CODE AUDIT REPORT

Submission ID: sub_77

Paper Title: "Visible Yet Unreadable: A Systematic Blind Spot of Vision-Language Models Across Writing Systems"

---

EXECUTIVE SUMMARY

Overall Assessment: CRITICAL ISSUES IDENTIFIED

This submission provides ONLY stimulus generation code without any evaluation pipeline, model testing infrastructure, or result computation code.

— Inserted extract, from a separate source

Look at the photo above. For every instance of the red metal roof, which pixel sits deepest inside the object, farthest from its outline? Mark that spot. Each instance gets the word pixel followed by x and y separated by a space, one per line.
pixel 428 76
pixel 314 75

The provided code can generate fused character images but contains NO mechanism to:

Query VLMs (GPT-4o, Claude, Gemini, etc.)
Collect model responses
Compute accuracy metrics
Generate the extensive results reported in the paper

Severity: CRITICAL - Results cannot be reproduced from provided code

---

DETAILED FINDINGS

1. COMPLETENESS & STRUCTURAL INTEGRITY: CRITICAL

#### Missing Components:

NO model evaluation code: The paper reports comprehensive results for 10 different VLMs (GPT-4o, GPT-5, Claude Opus 4.1, Claude Sonnet 4, Gemini 1.5 Pro/Flash, Qwen2-VL-7B, LLaVA-Mistral-7B, LLaVA-Next-Vicuna-7B) but there is NO code to:
Load these models
Query them with the generated stimuli
Handle API calls to proprietary models
Process open-source models locally

NO prompting infrastructure: Paper describes 3 prompting strategies for Chinese (Basic, Detailed, Contextual) and 2 for English (Basic, Detailed), but NO code implements these prompts or manages prompt variations

NO evaluation metrics: Paper reports:
Strict Match accuracy
Average Similarity (using difflib.SequenceMatcher)
Exact Match accuracy
Per-item difficulty analysis
Cross-prompt comparisons
NONE of this evaluation logic exists in the code

NO experimental orchestration: Missing:
Scripts to run experiments across all models
Code to manage the "two-run averaging" mentioned
Result aggregation and analysis pipelines
Scripts to generate tables/figures from raw results

NO human baseline code: Paper mentions "10 native readers per script" with "randomized order" and "attention checks" - no code for this experiment

#### What IS Provided:

cin-gen.py: Chinese character fusion generator (348 lines) - COMPLETE and FUNCTIONAL for its scope
en-color-gradient-fusion.py: English word color gradient fusion (344 lines) - COMPLETE and FUNCTIONAL for its scope
cin_100.txt: 99 Chinese idioms (missing 1 entry to reach 100)
en_100.txt: 99 English words (missing 1 entry to reach 100)
README.md: Documentation for stimulus generation only

#### Code Quality of Provided Files:

Both Python files are well-structured with proper error handling
Appropriate use of PIL, NumPy for image generation
Command-line interfaces are well-designed
Functions are modular and documented
NO placeholder functions or TODOs
NO hardcoded results
Code appears genuinely functional for stimulus generation

2. RESULTS AUTHENTICITY RED FLAGS: CRITICAL

Major Concern: Results reported without corresponding evaluation code

The paper presents extensive quantitative results:

Chinese idioms: Strict match 0.0-5.2%, Average similarity 0.5-24.4% across 10 models × 3 prompts = 30 experimental conditions
English words: Exact match up to 20%, with specific per-item analysis (e.g., "hardware" at 0%, "keyboard" at 16.7-55.6%)
Cross-model comparisons, prompt sensitivity analysis, per-item difficulty rankings

Red Flag: NONE of these results can be computed from the provided code. This creates significant reproducibility concerns:

No verifiable computation path: Without evaluation code, there's no way to verify that reported accuracies were actually computed programmatically vs. manually entered

Specific numeric claims lack support: The paper reports precise percentages (e.g., "GPT-4o: Strict 0.0-0.7%; Avg 5.2-11.1%") but no computation pipeline exists to generate these

Missing data: The code can generate stimuli but there's no evidence the actual experimental stimuli images used in the paper are preserved or that model responses are logged

Mitigation: The stimulus generation code appears legitimate and could produce appropriate test stimuli. The ABSENCE of evaluation code doesn't prove results are fake, but it prevents verification.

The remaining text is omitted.